I have heard about something called the Azumaya locus which may be related to this, but I don't really know anything beyond the name.
I didn't realize this would be so long! If you're still with me, thanks for reading.
Best Answer
Deformation of relations
Answer to question 2 is the following: a deformation of an algebra $A_0$ parametrized by a pointed affine scheme $*\to X=Spec(B\to k)$ is the data of a $B$-algebra $A$ such that $A_0\cong A\otimes_B k$.
Observe that the kind of deformations your are looking at in question 1 are those that are called "flat".
Deforming structure constants of matrix algebras
In order to find the answer to question 1 (which is yes) I would suggest you to use Artin–Wedderburn theorem.
EDIT 1: more precisely, over $\mathbb{C}$ any finite-dimensional (semi-)simple algebra is isomorphic to (a Cartesian product of) matrix algebras.
EDIT 2: Anyway, it seems that there is a more general phenomenon (see the fondational paper of Gerstenhaber, On the deformation of rings and algebras, Ann. of Math. 79 (1), (1964), 59–104): $$ \textrm{absolute rigidity}\Rightarrow \textrm{analytic rigidity}\Rightarrow \textrm{geometric rigidity} $$ where absolute rigidity means that $HH^2(A)=0$, analytic rigidity means that there are no non-trivial formal deformations of $A$, and geometric rigidity means that the $GL(V)$-orbit of the point defined by $A=(V,c_{ij}^k)$ in the variety of structure constants on $V$ is open (this tells you in particular that sufficiently small deformations are trivial).

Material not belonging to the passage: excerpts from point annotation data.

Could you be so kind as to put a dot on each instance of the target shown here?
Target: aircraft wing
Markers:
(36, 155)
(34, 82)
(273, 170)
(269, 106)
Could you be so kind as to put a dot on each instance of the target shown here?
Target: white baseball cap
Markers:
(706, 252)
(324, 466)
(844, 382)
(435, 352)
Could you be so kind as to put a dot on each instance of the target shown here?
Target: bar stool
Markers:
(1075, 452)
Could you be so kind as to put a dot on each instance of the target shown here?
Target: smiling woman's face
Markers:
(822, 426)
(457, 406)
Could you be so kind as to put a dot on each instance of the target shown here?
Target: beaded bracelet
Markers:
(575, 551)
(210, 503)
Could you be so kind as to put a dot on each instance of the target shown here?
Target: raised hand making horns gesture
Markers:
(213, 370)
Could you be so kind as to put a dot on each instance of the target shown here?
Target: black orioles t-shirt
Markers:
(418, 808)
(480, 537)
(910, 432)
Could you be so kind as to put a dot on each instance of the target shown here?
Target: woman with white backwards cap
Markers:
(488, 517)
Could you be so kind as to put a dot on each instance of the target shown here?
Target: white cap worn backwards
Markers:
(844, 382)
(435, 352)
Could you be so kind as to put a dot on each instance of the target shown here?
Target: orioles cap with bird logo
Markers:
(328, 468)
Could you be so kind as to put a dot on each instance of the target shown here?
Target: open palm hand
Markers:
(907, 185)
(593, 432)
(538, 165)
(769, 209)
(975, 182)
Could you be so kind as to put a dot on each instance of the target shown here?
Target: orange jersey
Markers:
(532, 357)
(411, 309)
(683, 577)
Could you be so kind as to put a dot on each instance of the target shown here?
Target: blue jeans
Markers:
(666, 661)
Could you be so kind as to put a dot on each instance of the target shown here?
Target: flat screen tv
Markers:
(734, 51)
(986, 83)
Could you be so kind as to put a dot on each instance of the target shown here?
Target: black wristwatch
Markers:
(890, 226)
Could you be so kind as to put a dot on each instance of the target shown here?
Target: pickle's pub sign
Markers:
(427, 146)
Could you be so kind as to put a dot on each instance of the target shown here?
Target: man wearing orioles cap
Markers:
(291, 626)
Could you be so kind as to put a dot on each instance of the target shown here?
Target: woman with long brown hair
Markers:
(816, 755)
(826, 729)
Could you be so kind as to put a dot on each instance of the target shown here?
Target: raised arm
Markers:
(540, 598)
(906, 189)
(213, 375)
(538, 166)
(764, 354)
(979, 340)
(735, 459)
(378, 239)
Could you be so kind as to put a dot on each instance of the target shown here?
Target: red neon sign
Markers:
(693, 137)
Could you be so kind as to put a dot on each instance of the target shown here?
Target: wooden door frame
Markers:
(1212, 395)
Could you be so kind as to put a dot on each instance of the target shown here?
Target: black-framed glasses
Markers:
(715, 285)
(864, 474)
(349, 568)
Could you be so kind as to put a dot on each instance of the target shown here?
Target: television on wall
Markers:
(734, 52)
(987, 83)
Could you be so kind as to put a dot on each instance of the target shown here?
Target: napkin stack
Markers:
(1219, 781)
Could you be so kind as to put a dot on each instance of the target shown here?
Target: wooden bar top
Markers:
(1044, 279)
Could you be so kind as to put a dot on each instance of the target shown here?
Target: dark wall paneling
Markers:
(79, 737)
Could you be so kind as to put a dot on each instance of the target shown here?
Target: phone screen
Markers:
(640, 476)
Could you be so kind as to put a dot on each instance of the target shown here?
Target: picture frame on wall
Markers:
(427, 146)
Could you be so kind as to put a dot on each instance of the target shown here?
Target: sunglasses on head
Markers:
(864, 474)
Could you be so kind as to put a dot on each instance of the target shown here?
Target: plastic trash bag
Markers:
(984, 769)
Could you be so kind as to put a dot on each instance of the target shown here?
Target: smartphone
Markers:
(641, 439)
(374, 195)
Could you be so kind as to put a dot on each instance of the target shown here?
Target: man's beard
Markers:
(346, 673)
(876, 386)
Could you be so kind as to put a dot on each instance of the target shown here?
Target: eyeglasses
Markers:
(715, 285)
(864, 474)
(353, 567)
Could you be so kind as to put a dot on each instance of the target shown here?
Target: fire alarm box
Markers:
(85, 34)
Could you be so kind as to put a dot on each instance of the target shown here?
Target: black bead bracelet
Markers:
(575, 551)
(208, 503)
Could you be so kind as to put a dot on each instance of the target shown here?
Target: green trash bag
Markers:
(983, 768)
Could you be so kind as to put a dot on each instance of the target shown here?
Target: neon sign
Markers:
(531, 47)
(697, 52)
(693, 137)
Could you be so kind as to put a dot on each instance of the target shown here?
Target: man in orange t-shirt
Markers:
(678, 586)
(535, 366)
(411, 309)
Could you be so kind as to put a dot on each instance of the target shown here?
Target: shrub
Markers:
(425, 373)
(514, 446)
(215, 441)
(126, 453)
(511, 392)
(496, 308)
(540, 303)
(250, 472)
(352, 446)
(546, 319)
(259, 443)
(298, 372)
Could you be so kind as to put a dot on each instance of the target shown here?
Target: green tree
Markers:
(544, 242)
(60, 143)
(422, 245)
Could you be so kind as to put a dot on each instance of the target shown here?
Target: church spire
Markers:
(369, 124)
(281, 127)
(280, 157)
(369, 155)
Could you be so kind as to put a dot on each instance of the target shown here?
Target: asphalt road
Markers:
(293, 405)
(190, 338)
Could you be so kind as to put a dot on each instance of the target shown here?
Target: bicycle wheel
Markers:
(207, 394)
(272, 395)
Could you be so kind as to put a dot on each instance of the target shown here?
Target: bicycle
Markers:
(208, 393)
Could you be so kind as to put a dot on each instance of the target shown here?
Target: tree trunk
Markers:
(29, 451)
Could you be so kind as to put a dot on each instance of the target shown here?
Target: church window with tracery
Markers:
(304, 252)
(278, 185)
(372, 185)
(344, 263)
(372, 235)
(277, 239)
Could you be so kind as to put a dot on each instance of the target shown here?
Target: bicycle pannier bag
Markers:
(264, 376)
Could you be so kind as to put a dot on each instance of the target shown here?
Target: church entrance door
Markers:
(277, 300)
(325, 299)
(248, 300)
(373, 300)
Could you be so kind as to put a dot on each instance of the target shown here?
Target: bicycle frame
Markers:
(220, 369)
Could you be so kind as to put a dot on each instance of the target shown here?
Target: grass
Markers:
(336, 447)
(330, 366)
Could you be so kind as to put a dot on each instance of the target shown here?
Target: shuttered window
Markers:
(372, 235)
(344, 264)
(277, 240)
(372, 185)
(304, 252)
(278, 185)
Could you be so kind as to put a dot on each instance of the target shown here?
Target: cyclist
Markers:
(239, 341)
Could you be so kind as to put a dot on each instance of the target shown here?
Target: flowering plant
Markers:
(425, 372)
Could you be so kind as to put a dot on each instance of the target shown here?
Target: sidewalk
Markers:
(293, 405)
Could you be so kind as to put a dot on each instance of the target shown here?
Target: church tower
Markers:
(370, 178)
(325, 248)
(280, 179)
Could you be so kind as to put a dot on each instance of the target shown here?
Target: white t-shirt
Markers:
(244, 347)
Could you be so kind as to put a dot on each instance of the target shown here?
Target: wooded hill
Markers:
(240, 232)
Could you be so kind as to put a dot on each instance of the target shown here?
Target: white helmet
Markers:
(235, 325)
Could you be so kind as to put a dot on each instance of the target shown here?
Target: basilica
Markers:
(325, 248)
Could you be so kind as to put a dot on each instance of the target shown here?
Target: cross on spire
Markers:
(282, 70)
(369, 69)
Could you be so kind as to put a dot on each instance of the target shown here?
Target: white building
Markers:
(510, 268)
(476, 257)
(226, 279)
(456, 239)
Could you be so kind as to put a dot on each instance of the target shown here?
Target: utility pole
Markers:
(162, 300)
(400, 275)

You can conclude by using that $$ \textrm{semi-simplicity}\Rightarrow\textrm{absolute rigidity} $$
Azumaya algebras
Finally, if I understand well your question 3, your guess seems correct: the right notion to look at is precisely the one of Azumaya algebra (if you are interested by the relation to Cherednick algebras mentionned in the answer of Daniel Larsson, I would suggest you to take a look at the last two or three chapters of this book by Pavel Etingof).
Final remark
Let me also mention that there is a lot of work about deformation theory of quadratic algebras by sub-quadratic ones (see references given in this MO answer - EDIT: sorry, you already know this since you're the one who actually asked the question!)